Elvis talking with a fan at the edge of the stage.
von Braun Civic Center, Huntsville, Alabama
Note that the emblem from his belt is missing. It was loose and began to fall off during the show. When a fan brought it to Elvis' attention, he gave it to the lucky fan, performing the rest of the show without the emblem. (Elvis On Stage by Keith Alverson)
"I have seen over 30 shows, and this was without a doubt the worst I have ever seen." These words were spoken by Norway's best-known Elvis aficionado, Pal Granlund, after the first show of the tour in San Antonio, Texas.
Elvis opened the show promisingly with fairly energetic movements and a good version of "See See Rider". But Elvis' movements, in his highly obese condition, were no longer an aesthetic pleasure. There were high points - but the show lacked a couple of songs of good calibre to deserve to be called good. Elvis was not in shape to really exert himself more than three times - during "Hurt" and "America the Beautiful" - too short a supply for a whole concert.
The Houston concert the next day was a catastrophe. Elvis appeared dull, unsteady and half asleep during the beginning of the show. "America the Beautiful" came as pleasant surprise to the audience. Elvis was, unbelievably - given the condition he was in - able to spellbind, touch the heart of the audience. But that was all Elvis managed during this concert. He was burnt out after one song. The audience was in a state of shock.
It was quite normal that Elvis wasn't in a good mood during the matinee shows - Elvis wasn't quite awake at that time of day. The effect of the large dose of sleeping tablets that Elvis took to get to sleep had not worn off. But this alone is not the only explanation for as poor a show as the Houston show. It looked like Elvis was completely and totally in a world of his own. The news of the West / Hebler book was worrying him terribly, but other things were on his mind too.
The disinterest was very obvious to everyone. One incident occurred when a little girl in a plaster cast was carried to the stage. Elvis seemed reluctantly to give her a scarf, and then just walked away. She then held a pen to him and he signed the cast, but he made no fuss of her at all. Elvis usually went out his way for children. While he sang "And I Love You So", he was near to tears, especially during the lines 'how lonely life can be'. He really wondered who his 'real' friends were.

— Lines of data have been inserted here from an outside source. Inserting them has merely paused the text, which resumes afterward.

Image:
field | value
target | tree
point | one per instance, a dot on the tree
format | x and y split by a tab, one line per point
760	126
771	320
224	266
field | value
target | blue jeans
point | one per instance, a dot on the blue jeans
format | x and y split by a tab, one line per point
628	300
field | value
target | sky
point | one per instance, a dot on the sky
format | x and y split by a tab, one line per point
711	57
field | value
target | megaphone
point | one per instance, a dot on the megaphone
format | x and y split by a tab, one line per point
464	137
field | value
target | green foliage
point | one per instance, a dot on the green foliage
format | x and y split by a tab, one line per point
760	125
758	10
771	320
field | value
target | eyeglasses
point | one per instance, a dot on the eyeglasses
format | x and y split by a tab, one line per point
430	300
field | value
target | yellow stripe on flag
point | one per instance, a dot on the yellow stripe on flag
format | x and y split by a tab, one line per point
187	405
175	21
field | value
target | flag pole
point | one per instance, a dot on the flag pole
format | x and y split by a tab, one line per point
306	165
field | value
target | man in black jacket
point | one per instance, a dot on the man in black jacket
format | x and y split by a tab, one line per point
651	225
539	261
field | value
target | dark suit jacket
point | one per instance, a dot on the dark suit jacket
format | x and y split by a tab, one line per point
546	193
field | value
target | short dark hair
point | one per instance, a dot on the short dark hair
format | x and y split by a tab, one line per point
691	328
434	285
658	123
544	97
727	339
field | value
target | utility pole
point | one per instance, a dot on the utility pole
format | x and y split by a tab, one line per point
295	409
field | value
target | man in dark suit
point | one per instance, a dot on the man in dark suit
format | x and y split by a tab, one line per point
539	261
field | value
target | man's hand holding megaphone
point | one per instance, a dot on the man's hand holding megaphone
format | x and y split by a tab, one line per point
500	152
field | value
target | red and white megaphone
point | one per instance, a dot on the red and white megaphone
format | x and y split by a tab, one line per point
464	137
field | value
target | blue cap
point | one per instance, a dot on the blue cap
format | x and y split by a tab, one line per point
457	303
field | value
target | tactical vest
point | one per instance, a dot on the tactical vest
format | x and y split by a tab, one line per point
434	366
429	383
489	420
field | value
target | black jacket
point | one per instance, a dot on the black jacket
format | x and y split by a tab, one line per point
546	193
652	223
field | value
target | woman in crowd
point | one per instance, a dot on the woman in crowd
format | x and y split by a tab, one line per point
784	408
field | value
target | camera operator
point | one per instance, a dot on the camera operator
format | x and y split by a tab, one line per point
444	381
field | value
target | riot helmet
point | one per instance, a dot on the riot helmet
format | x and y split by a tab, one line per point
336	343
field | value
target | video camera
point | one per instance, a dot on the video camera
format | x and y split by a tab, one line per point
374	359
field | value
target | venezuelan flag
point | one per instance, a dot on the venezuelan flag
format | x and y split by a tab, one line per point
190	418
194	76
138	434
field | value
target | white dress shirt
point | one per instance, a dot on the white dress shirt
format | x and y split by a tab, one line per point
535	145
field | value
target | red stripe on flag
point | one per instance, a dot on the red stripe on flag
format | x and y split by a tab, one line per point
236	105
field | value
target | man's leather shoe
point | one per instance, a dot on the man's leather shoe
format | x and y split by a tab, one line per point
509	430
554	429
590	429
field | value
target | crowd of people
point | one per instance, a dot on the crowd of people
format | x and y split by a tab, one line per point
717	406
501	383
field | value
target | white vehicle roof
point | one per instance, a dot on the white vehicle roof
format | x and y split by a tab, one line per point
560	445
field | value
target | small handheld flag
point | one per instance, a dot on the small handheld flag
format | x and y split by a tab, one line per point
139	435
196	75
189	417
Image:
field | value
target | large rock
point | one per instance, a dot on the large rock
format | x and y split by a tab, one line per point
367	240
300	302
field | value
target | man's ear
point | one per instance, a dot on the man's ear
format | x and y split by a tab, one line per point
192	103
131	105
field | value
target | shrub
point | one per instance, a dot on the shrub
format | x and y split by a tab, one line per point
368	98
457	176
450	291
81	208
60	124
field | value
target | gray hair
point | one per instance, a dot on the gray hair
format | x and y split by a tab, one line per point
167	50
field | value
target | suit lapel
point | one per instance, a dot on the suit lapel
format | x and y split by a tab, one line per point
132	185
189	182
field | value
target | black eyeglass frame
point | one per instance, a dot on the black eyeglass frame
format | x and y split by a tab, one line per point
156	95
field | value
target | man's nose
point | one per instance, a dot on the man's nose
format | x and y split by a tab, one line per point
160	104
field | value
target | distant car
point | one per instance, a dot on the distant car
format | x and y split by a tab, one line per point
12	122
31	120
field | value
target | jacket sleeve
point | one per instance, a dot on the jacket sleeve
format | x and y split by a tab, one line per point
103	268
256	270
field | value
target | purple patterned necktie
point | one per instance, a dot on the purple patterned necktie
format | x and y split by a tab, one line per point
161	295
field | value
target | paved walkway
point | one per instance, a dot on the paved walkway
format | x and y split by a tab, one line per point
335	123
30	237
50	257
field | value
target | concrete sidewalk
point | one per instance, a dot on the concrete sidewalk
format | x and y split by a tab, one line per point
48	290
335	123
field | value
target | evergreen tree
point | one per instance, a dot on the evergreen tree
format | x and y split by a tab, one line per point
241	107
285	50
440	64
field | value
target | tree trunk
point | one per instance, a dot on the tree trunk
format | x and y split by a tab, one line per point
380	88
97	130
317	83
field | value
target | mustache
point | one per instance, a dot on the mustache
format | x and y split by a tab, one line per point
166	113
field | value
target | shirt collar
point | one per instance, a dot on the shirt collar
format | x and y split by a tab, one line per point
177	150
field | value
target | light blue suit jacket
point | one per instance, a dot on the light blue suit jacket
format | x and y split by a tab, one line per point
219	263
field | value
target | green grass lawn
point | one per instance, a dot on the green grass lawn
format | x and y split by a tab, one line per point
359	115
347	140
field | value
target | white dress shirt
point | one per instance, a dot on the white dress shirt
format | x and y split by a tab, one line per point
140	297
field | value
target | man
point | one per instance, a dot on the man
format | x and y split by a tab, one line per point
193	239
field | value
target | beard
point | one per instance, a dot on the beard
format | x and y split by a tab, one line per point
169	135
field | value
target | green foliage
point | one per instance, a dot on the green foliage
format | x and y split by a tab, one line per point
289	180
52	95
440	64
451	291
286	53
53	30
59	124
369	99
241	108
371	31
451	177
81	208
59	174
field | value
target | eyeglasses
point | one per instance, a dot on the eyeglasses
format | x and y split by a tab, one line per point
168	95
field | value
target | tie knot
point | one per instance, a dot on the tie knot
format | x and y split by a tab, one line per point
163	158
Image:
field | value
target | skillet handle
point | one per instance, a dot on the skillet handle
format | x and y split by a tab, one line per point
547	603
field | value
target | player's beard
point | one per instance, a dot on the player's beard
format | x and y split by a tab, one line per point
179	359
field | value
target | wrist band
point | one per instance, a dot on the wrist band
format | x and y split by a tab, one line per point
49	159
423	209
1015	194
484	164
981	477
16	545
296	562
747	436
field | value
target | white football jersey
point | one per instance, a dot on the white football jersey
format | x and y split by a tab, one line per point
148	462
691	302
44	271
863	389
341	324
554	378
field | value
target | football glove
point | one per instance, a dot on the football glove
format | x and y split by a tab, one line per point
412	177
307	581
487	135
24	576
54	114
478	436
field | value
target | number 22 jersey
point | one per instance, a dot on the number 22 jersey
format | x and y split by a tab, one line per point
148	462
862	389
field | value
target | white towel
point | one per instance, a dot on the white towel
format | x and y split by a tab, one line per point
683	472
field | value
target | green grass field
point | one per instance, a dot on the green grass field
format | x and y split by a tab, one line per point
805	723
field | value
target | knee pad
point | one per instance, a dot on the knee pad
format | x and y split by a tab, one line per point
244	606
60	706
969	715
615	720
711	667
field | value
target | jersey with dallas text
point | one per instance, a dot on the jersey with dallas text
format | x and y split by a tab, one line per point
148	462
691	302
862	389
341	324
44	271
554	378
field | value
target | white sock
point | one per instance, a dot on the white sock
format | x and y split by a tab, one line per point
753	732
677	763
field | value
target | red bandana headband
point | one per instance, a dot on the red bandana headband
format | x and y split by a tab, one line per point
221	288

But even on this miserable tour Elvis held some god shows, like the ones in Macon, Jacksonville, Tampa and Huntsville. Elvis felt as miserable as he looked during this tour. The Imperial member Joe Mescale met Elvis in Huntsville: "He was fat and sick. He asked everybody to leave the room when I came - Sheila Ryan was with him. He told me he was so ill. He said 'I don't even want to be here'."
The West / Webler situation was a big mental strain. Elvis said that the imminent publication of the book made him feel as though he had been betrayed by his best friends. "How lonely life can be" was probably no longer just any lyric to Elvis.